A genetic mutation makes the cells of progeria victims produce a faulty version of a molecule called lamin A. This molecule, a protein, is a component of the membrane that covers the nucleus of cells. Exactly how this leads to their condition is unclear.

But the drug seems to work, the researchers said, by blocking a processing step that the faulty molecule undergoes just after it is produced.

It’s “really exciting to have leapfrogged from studying a fundamental process to finding evidence that an existing drug might be useful in treating a devastating disease in children,”
said Susan Michaelis, Ph.D., professor of cell biology at the school.  

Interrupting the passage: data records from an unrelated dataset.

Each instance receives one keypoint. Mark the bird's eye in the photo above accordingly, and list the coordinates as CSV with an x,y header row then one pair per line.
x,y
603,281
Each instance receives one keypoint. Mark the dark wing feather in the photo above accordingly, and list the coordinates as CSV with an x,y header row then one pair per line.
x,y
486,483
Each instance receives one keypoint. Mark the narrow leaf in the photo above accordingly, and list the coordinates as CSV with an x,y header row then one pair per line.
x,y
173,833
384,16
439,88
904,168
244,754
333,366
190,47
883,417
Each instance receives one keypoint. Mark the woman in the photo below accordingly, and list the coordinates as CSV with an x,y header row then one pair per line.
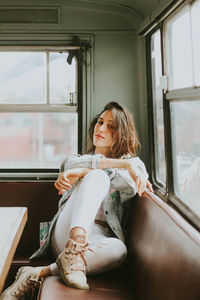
x,y
86,235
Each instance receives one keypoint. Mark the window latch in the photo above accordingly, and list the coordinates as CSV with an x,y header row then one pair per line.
x,y
73,98
164,83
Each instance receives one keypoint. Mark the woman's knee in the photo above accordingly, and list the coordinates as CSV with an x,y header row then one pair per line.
x,y
118,250
99,176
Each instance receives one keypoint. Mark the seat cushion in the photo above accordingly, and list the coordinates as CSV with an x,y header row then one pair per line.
x,y
108,286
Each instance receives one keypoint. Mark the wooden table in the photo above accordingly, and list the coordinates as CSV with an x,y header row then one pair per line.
x,y
12,222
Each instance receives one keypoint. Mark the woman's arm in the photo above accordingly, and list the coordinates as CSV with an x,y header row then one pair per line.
x,y
68,178
136,169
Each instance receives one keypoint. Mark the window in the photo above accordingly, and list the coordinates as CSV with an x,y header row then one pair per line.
x,y
158,122
180,59
38,109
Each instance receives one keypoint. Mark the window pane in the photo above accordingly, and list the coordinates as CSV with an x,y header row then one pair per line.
x,y
195,13
179,50
36,140
22,77
186,151
62,77
158,108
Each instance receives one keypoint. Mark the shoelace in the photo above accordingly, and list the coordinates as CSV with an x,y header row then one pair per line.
x,y
23,288
78,249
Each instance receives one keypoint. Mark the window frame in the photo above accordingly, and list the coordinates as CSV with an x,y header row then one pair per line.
x,y
167,192
82,107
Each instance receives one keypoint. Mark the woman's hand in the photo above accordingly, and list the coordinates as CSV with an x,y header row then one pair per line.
x,y
68,178
140,179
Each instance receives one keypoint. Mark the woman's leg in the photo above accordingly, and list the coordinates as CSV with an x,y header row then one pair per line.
x,y
74,224
81,208
107,252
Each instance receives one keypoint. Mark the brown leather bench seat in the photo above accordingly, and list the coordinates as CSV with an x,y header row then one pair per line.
x,y
110,286
163,262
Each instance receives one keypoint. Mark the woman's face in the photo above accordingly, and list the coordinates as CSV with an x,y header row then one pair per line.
x,y
104,133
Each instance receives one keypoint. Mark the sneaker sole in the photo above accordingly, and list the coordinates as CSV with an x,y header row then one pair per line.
x,y
65,281
20,271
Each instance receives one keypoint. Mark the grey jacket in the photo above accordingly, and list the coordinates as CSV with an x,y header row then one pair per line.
x,y
113,204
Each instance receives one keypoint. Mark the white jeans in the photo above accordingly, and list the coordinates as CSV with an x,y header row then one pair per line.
x,y
80,211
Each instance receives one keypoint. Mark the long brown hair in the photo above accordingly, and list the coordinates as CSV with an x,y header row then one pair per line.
x,y
126,141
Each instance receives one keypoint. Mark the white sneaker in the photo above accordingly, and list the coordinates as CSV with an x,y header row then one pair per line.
x,y
72,265
26,278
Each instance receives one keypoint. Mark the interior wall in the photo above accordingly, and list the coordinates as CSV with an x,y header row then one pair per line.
x,y
118,56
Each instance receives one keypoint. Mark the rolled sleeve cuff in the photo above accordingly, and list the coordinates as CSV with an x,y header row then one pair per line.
x,y
94,161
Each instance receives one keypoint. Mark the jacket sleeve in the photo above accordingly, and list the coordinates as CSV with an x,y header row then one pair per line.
x,y
122,181
77,161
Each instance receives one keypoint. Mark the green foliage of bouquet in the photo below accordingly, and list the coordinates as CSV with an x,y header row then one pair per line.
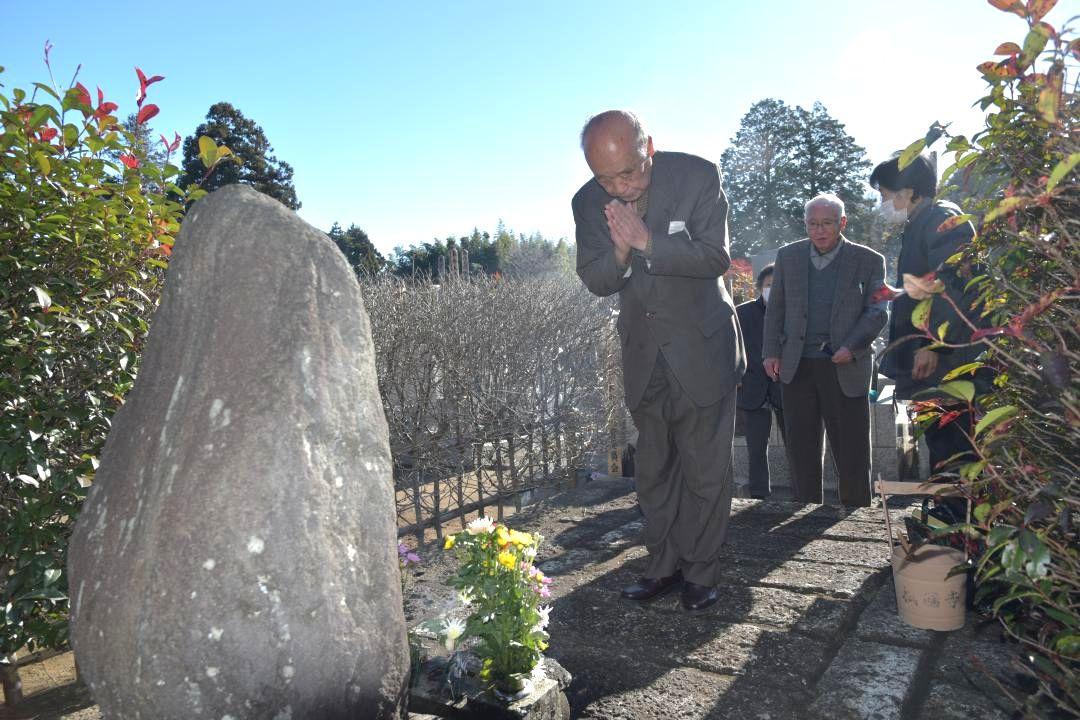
x,y
503,589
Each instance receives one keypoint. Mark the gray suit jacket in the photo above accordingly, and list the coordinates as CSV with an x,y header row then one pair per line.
x,y
856,320
673,301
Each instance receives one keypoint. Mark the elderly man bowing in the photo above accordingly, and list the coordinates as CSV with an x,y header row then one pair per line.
x,y
652,227
819,326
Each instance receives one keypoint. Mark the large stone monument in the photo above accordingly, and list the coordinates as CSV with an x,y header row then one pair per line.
x,y
235,557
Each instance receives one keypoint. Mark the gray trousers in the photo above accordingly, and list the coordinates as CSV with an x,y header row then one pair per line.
x,y
684,477
813,402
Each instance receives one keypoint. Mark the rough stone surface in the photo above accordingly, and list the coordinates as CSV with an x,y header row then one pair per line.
x,y
235,555
763,652
866,681
947,701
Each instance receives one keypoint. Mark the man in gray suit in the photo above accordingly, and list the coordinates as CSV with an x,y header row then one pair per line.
x,y
819,326
652,227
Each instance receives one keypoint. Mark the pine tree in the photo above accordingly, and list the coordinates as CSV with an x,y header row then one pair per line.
x,y
257,167
358,248
780,159
757,179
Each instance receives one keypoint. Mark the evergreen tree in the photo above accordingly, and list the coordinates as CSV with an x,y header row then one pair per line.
x,y
358,248
827,160
780,159
257,166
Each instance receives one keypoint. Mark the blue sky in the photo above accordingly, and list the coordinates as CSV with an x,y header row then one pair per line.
x,y
423,120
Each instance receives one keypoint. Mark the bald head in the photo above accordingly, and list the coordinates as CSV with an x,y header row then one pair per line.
x,y
619,153
615,126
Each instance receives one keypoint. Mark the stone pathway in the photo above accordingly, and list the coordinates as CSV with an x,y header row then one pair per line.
x,y
806,628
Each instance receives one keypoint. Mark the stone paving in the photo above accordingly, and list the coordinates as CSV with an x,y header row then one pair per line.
x,y
806,628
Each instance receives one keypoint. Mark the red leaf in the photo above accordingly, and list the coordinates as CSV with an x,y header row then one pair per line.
x,y
143,84
146,112
104,110
1009,7
886,294
987,333
952,222
83,95
948,417
1002,70
1038,307
171,147
1040,8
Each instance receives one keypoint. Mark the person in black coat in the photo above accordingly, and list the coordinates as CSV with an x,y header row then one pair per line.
x,y
759,396
907,198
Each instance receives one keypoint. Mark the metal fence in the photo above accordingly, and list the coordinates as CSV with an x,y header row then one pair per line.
x,y
494,390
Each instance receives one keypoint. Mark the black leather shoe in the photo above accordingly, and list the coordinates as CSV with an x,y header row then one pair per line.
x,y
646,588
699,597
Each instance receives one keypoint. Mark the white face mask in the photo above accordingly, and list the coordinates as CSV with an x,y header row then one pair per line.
x,y
891,215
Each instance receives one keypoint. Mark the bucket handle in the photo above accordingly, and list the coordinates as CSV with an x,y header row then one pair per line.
x,y
909,488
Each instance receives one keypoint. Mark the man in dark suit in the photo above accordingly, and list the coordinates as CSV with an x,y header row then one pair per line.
x,y
759,395
652,227
819,326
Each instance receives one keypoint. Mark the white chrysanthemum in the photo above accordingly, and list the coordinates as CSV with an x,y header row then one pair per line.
x,y
544,611
453,629
480,526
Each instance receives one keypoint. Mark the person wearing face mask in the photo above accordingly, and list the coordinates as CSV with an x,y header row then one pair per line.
x,y
759,395
907,198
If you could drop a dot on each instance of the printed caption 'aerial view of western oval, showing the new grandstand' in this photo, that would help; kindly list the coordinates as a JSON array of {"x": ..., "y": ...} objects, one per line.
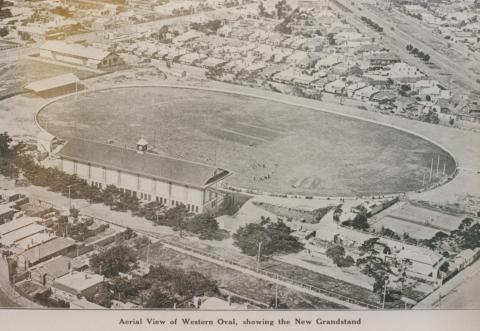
[{"x": 240, "y": 155}]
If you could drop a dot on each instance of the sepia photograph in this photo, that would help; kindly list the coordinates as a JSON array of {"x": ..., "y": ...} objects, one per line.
[{"x": 166, "y": 160}]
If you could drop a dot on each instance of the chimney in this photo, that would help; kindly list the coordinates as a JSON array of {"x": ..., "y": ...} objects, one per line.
[
  {"x": 142, "y": 146},
  {"x": 37, "y": 252}
]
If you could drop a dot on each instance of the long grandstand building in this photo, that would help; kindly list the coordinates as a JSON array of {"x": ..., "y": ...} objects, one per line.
[{"x": 148, "y": 176}]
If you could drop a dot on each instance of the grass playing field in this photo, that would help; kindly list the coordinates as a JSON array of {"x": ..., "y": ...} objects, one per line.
[{"x": 269, "y": 145}]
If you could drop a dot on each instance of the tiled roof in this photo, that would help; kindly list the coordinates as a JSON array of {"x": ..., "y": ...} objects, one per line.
[
  {"x": 75, "y": 50},
  {"x": 52, "y": 82},
  {"x": 147, "y": 164},
  {"x": 47, "y": 248}
]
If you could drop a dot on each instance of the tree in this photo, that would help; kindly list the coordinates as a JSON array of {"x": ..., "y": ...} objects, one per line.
[
  {"x": 205, "y": 225},
  {"x": 74, "y": 212},
  {"x": 335, "y": 252},
  {"x": 103, "y": 296},
  {"x": 112, "y": 261},
  {"x": 261, "y": 9},
  {"x": 248, "y": 237},
  {"x": 275, "y": 238},
  {"x": 360, "y": 221},
  {"x": 159, "y": 298}
]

Cells continually produce a wide variety of molecules, mostly called proteins. These both serve as building blocks of the cells themselves and conduct the activities needed to keep the cells alive.

After a protein is first produced, it usually undergoes some additional processing by cellular machinery to shape it into its final form. In progeria patients, it seems something goes wrong with this processing for lamin A. 

Normal processing of lamin A, Michaelis said, involves at least two steps. First, a couple of small modifications are made to one end of the molecule. Second, that same end is chopped off and thrown away. 

Thus, it might seem the first step is pointless. 

In fact, it does seem to be useless in mammals, the researchers said. It may occur, they added, because it’s an evolutionary holdover from much simpler organisms, such as yeast, where it does have a purpose. The yeast actually uses the chopped-off end.

In progeria victims, though, the first step is apparently worse than useless. This is because the second step, the removal, fails to occur. So the alterations made in the first step stay. This was discovered in 2003, Michaelis said.

After the discovery, she said, she conjectured that progeria might somehow be a result of these modifications staying in place. 

She and Monica Mallampalli, a postdoctoral fellow at the school, set out to test the idea. Mallampalli genetically engineered human cells to have either of two mutations in the gene that has the code for producing lamin A.

One mutation halted the processing at the very beginning, by preventing the main alteration. The other affected the end of the process, by preventing removal of the modified bit.

“Neither has the correct lamin A protein, but only one has a modified protein hanging around,” said Michaelis. But only the modified protein had the problems seen in cells with the progeria syndrome mutation, she added. 

The modification involves the addition of a fatty appendage called farnesyl to the end of the protein.

Mallampalli also experimented with the version of mutant gene that causes the syndrome in actual patients, called progerin. She modified it to again prevent the addition of farnesyl. Sure enough, even though the cells still didn’t have normal lamin A, their nuclei looked normal, the researchers said.

Finally, the researchers studied whether they could get the same improvements in a simpler way. They decided to try a drug that would disrupt the action of another molecule altogether: the enzyme that adds the farnesyl to the lamin A protein. 

This enzyme is called a farnesyl transferase, since it transfers farnesyl. And farnesyl transferase inhibitors are so named because they block the enzyme. It’s believed that they do this by sticking to a protein in the same place where the enzyme would add the farnesyl, snarling the process.

Michaelis obtained an FTI compound and tried it. 

“We were thrilled
,” said Michaelis. “The experimental drug did the trick.” FTIs are already in advanced clinical trials with cancer patients and seem quite safe, she added, so hopefully they can be tested in progeria patients soon.